Now some of you are probably saying, “Odion didn’t you say this was a mixed bag, this sounds like a lot of positive stuff.” Well to be honest all of these are great additions to the game, they had a ton of variety and fun to the series, but they don’t take it to the next level. The problem being all this stuff is fun to do, but it’s all just extensions of actions I could do in The Sims 1. The side quests are just talking to people or going to point A or point B, they’re a lot like some of the new quests in WoW, they seem a lot fancier because there is a brand new coat of paint, and some bells and whistles, but in the end it’s still you killing 30 boars.

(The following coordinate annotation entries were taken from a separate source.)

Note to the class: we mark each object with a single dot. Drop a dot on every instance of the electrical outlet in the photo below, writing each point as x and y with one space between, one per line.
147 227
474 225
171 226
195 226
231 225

The Sims 3 isn’t a bad game, not in slightest, and too a different group of gamers this might be all they wanted, but for me this feels like a sequel that Will Wright had nothing to do with. There is no new magic, or amazing new idea that is going to re-imagine the whole series, it’s just more and better stuff that we got in Sims 1.

Community Voice
JVIDICAN had this to say:

The Sims has always been a series that is casual friendly, but offers a certain depth for the more hardcore. This is has not changed in its third major release. So what has changed in the Sims 3? The Sim’s now have a more cartoonish look to them, while this may irritate some I found it added a certain charm to the game. The neighborhood, your home and even that new oven you’ve been saving up for are all easy on the eyes. Gameplay tweaks generally just include more customization options for both your Sim and there surroundings. By far the biggest change in The Sims 3 is the now seamless open neighborhood. While you still have the option of traveling via map, you can now walk the streets of your city and interact with all of its residents. Something I found disappointing was the omission of many of the features added with The Sims 2 Expansion packs including pets, seasons, holidays, and college.

If you were a fan of the previous games, I cannot recommend the third enough. If you hated them with a passion, The Sims 3 likely won’t change your mind. With EA promising long term support through expansion packs and a buzzing online community The Sims 3 will definitely keep the Sim fanatics satisfied until the series’ next major release.